Please help to suggest some merits and demerits of Flatbuffers and CBOR protocols. Both these binary formats claim to be good on their websites, but I am not able to make some good differences between the two.
Flatbuffers:
Advantage:
Strict typing in FlatBuffer, Cap’n proto and other similar solutions is seen as major key point for performance since no additional encoding/decoding is necessary.
The data model allows simple offsetting of typed objects with a compact data structure and fast access
FlatBuffers does not need a parsing/ unpacking step to a secondary representation before you can access data often coupled with per-object memory allocation.
Disadvantage:
New and not standardized like CBOR.
CBOR
Advantage:
Can create and process entirely in stream with no extra memory
Don’t have to pre-define any schema as our data is dynamic and variant
It’s an open international standard from the IETF makes it a even better choice than a proprietary one.

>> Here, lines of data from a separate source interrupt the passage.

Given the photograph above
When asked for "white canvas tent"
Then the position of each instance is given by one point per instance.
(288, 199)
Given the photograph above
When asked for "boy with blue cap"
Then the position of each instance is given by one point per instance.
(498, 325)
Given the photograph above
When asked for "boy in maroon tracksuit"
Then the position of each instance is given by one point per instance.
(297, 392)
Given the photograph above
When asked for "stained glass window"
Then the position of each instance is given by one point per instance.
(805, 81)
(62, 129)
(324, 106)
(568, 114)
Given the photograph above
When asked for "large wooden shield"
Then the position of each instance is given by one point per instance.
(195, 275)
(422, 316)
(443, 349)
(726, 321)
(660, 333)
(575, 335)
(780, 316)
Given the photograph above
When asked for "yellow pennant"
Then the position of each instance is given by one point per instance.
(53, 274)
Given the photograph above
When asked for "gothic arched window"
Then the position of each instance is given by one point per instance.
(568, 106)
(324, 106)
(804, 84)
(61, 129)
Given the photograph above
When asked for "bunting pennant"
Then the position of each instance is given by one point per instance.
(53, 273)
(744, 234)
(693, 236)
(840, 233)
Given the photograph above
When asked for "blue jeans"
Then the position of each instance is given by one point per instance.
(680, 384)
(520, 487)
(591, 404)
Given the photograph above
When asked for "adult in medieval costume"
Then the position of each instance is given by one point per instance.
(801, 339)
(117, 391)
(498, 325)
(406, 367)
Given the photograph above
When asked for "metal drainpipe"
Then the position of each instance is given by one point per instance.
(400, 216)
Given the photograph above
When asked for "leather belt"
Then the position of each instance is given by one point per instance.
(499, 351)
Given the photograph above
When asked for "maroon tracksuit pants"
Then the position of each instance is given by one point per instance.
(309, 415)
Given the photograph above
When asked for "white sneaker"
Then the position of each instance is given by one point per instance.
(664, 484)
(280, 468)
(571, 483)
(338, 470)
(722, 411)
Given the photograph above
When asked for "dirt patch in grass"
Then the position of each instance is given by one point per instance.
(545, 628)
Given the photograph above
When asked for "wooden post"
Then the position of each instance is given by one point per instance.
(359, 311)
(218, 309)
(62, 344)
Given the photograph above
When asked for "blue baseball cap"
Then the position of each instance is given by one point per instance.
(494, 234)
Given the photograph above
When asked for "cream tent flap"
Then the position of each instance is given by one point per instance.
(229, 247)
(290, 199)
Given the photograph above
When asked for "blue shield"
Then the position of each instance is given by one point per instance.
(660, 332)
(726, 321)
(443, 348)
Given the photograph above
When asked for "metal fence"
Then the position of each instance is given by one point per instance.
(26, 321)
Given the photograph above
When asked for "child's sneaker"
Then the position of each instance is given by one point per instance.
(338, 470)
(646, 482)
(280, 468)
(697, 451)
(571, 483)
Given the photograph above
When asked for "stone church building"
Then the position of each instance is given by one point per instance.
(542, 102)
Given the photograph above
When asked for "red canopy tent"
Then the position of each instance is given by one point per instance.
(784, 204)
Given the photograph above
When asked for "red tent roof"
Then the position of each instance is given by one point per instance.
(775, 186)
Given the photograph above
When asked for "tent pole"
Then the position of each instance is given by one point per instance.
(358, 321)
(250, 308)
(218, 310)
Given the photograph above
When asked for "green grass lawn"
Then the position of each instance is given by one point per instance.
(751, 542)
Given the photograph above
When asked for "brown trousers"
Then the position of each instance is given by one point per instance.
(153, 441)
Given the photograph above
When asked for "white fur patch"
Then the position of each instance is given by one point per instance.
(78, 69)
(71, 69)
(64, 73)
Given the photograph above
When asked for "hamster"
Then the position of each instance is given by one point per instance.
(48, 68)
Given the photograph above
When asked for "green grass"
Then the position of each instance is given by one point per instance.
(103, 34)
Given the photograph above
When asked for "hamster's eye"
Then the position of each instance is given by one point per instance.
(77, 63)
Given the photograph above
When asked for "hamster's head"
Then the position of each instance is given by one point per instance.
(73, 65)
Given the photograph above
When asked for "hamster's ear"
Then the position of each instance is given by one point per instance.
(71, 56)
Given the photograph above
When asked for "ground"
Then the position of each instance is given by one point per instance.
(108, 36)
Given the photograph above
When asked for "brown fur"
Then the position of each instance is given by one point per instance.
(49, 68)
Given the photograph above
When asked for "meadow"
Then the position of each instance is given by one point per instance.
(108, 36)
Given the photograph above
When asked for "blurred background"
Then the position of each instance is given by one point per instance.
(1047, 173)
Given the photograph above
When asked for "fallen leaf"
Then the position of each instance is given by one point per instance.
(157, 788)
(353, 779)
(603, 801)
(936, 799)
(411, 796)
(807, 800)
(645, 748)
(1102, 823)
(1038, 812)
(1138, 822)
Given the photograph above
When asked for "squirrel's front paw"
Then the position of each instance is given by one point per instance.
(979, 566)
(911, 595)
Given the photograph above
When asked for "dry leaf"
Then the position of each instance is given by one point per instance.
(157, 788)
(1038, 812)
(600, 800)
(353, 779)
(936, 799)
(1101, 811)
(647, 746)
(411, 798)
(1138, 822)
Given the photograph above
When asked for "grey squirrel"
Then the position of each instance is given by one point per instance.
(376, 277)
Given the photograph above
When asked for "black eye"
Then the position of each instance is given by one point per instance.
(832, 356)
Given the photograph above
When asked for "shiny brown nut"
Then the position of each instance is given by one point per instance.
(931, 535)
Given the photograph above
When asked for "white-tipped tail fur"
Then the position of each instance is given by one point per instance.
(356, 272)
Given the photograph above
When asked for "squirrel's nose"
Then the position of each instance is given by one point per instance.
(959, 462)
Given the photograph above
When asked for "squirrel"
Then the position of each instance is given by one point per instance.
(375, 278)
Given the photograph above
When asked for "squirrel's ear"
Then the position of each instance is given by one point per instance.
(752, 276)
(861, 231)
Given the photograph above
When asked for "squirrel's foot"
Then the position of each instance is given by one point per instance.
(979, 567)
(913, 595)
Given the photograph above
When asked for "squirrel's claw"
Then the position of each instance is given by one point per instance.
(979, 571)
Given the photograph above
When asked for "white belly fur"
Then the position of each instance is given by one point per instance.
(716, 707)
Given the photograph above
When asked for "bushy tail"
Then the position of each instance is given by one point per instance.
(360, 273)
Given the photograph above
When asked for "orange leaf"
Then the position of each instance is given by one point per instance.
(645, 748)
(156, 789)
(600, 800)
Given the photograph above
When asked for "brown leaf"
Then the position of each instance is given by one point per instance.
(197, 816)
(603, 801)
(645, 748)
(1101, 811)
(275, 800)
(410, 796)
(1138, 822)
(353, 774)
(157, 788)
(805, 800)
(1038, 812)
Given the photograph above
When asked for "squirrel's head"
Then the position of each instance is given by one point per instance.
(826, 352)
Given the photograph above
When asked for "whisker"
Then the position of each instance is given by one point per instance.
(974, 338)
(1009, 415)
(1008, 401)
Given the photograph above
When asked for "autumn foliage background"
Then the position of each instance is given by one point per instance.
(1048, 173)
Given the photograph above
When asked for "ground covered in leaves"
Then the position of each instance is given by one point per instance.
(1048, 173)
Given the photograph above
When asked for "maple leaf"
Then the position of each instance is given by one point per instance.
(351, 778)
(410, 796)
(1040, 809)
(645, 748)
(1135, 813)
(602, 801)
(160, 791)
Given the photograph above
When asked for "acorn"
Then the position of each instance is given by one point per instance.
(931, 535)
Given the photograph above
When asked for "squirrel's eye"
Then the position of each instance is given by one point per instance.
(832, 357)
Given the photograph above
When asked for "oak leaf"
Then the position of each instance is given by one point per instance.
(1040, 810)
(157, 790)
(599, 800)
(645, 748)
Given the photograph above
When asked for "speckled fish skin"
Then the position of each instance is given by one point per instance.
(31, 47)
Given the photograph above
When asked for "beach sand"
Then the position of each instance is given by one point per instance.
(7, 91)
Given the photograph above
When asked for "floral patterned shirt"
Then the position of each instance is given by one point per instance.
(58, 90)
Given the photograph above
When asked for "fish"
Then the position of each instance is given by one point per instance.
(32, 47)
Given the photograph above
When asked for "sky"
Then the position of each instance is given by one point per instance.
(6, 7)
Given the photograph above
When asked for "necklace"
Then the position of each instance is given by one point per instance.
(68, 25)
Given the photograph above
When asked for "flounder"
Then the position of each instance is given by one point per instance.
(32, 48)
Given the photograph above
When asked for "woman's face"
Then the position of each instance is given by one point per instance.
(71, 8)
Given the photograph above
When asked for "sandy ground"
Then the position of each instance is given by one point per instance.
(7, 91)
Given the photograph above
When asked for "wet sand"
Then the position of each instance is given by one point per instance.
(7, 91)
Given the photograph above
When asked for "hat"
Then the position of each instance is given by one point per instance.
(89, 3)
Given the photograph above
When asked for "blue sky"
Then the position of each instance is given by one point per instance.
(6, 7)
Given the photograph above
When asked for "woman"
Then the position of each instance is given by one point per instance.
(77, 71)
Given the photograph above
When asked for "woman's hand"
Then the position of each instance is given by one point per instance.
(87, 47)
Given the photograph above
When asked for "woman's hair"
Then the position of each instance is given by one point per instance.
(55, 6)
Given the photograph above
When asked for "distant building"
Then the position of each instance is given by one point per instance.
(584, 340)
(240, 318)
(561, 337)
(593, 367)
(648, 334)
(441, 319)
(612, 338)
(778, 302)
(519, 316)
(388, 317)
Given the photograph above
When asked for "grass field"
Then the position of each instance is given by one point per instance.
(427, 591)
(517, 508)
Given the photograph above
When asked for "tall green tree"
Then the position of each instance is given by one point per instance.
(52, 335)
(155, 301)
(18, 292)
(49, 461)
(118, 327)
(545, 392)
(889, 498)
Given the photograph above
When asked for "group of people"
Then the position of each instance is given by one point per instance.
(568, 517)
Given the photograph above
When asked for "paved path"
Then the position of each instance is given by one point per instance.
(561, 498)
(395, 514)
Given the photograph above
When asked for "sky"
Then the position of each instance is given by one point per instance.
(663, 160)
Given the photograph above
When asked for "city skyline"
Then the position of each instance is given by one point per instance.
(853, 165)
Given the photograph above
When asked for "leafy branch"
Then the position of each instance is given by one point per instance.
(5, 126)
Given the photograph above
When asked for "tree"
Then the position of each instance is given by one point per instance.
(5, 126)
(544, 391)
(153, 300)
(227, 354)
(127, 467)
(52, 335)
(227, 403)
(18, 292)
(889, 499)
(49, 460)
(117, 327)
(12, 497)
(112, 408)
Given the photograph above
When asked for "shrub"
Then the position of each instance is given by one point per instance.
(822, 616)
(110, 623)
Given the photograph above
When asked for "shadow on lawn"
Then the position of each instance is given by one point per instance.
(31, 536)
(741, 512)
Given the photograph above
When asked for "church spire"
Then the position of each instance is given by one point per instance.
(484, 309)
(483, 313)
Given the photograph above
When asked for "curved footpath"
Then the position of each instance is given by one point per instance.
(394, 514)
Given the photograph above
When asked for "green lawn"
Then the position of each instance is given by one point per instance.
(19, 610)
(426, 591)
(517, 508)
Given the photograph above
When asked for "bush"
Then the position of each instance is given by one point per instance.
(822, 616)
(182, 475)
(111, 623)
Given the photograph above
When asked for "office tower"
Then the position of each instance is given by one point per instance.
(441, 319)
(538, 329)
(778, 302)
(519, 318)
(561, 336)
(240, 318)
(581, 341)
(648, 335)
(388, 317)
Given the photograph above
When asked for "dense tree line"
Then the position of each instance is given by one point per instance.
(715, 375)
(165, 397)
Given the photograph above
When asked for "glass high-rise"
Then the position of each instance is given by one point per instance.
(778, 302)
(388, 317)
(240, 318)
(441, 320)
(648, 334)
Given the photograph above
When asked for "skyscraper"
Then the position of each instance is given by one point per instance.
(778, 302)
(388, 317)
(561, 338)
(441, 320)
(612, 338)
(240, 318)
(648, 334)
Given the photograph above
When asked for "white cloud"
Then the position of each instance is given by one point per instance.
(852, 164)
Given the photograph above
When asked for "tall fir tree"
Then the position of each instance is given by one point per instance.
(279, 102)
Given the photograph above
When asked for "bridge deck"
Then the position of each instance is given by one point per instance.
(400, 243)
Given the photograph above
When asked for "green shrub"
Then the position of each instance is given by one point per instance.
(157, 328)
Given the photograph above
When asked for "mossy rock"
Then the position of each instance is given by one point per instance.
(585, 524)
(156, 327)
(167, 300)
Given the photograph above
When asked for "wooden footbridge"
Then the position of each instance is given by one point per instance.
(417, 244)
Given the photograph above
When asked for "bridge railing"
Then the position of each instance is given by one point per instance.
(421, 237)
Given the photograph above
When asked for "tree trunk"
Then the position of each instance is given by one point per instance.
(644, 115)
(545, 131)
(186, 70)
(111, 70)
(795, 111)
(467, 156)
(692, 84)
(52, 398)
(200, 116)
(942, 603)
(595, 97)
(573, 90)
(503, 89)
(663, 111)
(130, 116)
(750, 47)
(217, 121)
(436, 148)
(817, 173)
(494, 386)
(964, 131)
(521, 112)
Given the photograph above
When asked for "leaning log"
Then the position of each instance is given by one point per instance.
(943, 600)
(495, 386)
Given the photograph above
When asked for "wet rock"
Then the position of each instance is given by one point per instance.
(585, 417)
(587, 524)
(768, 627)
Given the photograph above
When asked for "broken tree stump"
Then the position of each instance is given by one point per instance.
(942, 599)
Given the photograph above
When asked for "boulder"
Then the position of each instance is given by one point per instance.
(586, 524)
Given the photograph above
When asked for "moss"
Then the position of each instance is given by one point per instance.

It’s designed for low memory, non-conversion, stream-based processing while also providing extensions for other data types
Disadvantage:
CBOR says that it follows the JSON model (so not strictly typed objects)
It starts with the same types of objects (strings, integers, maps, etc.).
PS:
It feels like managing types in CBOR will be performance costly compared to flatbuffers, but as CBOR is standardized protocol I am inclined to prefer it if this difference is not huge. Please let me know which of two will you all recommend and why.
I think you've already spelled it out quite clearly yourself. FlatBuffer's strength is being able to access the data without parsing/unpacking/allocation, which can give serious performance benefits in some scenarios. But if this doesn't matter to you, e.g. Protocol Buffers may work just as well.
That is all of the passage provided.